Ontario Education Minister Paul Calandra has stated he wants to go “outside of my ministry, because asking the people who have been in charge for the last 50 or 60 years to review themselves doesn’t necessarily come up with the best answers.” Mr. Calandra is right to seek an independent review. Rather than delegating reform to the “education establishment” invested in preserving existing approaches, it would be wise to rely on educators and leaders committed to evidence-based practice, which was a key feature of England’s approach.
Mr. Gibb argues that the root cause of England’s poor educational outcomes was an ideology he calls “progressivist education,” which dominates teacher training, many classrooms and government education departments. This ideology manifests in several ways: An aversion to exams; resistance to explicit instruction and practice; and rejection of proven methods like phonics or memorizing times tables. These ideas are often labelled as “student-centred learning,” “discovery” or “inquiry learning,” or “project-based learning.”
The orthodoxy is presented as “research-based” but its evidence is weak or non-existent. Proponents claim to prioritize higher-order skills, like critical thinking, and treat knowledge acquisition and teacher-centred instruction as impediments to those aims. England’s reforms challenged this assumption, drawing on evidence from cognitive science that higher-order thinking depends on foundational knowledge, built through explicit instruction and practice.
The Ontario government has committed to a “back to basics” approach. Yet the results so far suggest that entrenched beliefs within the system may be limiting these efforts. If Ontario is serious about improving education outcomes, it should follow England’s lead and shift authority away from influential groups that undermine reform efforts.
This begins with a review of policy documents. When Mr. Gibb’s draft math curriculum went out for informal consultation, it returned with all 64 mentions of the word “practice” crossed out, reflecting the belief that practice is rote or boring. Guided by evidence on the importance of practice, Mr. Gibb restored each term. Ontario should be wary of allowing individuals hostile to its proposed reforms to influence curriculum documents, as they may dilute those changes.

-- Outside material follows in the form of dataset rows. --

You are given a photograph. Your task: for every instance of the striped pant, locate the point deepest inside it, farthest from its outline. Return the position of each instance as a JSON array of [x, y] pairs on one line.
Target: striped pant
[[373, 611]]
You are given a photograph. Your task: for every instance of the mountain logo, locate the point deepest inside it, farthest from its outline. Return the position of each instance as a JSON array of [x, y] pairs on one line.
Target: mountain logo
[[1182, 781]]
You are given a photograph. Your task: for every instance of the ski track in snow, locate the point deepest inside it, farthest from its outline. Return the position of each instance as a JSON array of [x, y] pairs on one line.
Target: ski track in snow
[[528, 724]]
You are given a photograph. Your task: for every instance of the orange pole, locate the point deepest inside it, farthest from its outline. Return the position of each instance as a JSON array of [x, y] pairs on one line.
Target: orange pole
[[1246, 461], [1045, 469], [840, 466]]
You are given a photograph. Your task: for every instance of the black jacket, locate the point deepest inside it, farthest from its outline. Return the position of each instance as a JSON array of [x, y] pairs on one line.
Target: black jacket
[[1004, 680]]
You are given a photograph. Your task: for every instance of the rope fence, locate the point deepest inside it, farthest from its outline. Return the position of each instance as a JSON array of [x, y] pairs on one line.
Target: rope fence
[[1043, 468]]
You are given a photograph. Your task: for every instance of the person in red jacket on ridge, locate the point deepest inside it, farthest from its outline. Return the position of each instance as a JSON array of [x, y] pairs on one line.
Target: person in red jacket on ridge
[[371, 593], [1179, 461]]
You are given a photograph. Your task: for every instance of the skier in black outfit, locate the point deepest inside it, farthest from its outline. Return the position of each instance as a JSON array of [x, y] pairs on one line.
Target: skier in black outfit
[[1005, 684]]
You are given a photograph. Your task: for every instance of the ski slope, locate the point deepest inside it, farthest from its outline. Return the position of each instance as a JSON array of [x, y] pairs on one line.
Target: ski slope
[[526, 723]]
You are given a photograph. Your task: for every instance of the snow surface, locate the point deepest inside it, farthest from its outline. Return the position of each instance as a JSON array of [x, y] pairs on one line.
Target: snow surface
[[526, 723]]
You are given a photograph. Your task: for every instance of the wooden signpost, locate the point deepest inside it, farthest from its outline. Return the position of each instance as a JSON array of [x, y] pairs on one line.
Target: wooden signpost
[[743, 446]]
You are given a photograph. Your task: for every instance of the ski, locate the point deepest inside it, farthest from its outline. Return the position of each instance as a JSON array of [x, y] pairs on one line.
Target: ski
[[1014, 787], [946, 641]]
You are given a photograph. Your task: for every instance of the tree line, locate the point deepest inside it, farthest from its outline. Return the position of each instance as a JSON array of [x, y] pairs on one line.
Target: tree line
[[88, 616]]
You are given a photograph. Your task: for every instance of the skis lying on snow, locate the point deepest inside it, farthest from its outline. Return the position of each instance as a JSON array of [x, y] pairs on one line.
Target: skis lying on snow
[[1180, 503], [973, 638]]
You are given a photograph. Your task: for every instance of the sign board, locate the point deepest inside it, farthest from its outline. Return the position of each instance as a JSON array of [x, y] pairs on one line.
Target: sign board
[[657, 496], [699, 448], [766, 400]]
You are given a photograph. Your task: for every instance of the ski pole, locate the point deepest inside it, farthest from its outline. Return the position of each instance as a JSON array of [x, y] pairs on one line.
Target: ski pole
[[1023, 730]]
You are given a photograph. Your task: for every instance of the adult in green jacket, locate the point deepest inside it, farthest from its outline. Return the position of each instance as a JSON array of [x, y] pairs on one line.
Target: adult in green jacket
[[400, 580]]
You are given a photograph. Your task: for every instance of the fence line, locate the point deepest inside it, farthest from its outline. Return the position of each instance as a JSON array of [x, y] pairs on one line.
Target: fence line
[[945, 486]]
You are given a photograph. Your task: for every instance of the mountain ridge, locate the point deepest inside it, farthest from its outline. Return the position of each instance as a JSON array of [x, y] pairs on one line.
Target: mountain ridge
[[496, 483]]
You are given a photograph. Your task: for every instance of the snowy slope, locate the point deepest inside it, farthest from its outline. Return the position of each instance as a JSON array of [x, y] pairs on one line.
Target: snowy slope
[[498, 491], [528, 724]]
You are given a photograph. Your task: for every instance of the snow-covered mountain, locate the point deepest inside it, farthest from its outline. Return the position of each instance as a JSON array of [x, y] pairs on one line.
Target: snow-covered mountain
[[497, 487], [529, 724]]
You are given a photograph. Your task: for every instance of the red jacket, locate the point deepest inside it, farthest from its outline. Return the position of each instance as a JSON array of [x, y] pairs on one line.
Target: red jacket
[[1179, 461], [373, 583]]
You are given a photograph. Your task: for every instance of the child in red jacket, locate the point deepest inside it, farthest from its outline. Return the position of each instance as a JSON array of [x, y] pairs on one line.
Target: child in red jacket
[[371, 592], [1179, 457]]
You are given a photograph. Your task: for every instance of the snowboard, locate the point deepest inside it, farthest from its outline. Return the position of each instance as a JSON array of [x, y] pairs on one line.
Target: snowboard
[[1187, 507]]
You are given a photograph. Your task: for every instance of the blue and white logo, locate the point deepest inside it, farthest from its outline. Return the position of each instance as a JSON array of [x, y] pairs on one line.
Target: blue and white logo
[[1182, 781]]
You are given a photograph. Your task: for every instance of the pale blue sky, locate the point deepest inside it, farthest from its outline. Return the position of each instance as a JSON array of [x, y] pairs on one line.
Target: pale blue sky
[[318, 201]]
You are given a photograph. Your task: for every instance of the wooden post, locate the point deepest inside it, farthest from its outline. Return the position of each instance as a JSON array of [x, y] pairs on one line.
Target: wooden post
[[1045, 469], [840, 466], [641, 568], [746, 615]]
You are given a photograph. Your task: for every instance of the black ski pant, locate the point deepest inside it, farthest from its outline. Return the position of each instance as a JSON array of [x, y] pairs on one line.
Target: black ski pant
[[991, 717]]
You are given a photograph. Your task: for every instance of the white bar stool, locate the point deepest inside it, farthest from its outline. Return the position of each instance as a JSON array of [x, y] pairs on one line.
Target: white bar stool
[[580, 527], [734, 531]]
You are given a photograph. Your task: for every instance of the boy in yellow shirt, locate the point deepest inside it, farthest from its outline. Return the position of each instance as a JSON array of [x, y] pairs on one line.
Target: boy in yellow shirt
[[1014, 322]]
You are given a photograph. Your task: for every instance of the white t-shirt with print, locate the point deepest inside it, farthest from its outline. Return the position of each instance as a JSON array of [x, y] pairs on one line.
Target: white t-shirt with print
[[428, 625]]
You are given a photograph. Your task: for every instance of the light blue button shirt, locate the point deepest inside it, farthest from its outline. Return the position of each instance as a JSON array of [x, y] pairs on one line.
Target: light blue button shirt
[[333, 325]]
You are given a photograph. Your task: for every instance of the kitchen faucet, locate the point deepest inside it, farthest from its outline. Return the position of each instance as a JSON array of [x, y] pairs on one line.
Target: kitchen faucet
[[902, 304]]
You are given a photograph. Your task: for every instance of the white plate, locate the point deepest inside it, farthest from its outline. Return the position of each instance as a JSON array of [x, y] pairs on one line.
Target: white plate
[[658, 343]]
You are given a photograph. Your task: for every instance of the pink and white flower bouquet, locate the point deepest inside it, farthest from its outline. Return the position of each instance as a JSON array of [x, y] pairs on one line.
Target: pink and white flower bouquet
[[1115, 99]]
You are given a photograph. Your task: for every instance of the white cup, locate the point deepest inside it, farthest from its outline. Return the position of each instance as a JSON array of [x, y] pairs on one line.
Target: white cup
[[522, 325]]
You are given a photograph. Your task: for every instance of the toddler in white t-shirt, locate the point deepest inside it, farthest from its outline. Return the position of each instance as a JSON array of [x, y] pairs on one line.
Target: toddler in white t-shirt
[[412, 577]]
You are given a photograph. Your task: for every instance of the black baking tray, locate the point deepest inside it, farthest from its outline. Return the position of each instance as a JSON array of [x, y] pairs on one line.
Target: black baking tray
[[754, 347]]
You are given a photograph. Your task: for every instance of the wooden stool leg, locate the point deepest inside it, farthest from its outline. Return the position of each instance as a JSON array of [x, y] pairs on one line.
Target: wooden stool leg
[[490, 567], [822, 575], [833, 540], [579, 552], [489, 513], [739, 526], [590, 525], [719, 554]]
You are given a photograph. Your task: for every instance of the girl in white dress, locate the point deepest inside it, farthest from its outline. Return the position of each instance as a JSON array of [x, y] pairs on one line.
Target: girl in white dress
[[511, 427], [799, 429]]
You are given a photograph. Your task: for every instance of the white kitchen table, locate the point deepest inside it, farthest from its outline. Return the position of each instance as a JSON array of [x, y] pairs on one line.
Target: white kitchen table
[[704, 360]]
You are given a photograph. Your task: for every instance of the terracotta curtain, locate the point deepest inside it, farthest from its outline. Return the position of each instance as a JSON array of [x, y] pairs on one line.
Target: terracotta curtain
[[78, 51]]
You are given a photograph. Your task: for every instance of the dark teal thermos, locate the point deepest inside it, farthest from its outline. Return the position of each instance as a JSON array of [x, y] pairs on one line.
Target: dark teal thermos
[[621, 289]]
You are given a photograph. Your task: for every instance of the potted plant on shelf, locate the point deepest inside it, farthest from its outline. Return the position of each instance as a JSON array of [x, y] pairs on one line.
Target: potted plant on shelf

England also replaced vague curriculum competencies with a knowledge-rich curriculum, inspired by Singapore and Shanghai, which consistently outperform Western countries on international assessments. This was paired with regular phonics screenings, a times-tables check, and a calculator ban on standardized math tests. The current practice of allowing calculators on EQAO assessments should cease, and students should demonstrate automatic recall of times tables.
England also rebalanced power within the education system by establishing “free schools” and “academies” (similar to charter schools) and reforming teacher preparation. Alternative pathways were developed to allow pre-service teachers to learn evidence-based teaching methods directly from designated schools instead of exclusively from education faculties. Ontario should consider this approach.
England’s reforms were met with stern resistance, particularly from faculties of education and teachers’ unions (though often not from teachers themselves). Critics warned the changes would set students back. They were wrong. By 2023, English pupils ranked fourth internationally on PIRLS, an international assessment of Grade 4 reading, with the greatest improvements made by the lowest performing students. While other Western countries declined in math, England improved, becoming the highest-performing non-East Asian country on the international TIMSS Grade 8 mathematics assessment.
England’s reforms offer important lessons for Ontario. The core challenge is not simply resources, but the dominance of progressivist education ideologies. Without confronting this directly, additional funding alone is unlikely to produce meaningful change. Ontario’s review presents a welcome opportunity to pursue the kind of evidence-based, system-level reform that reversed England’s decline.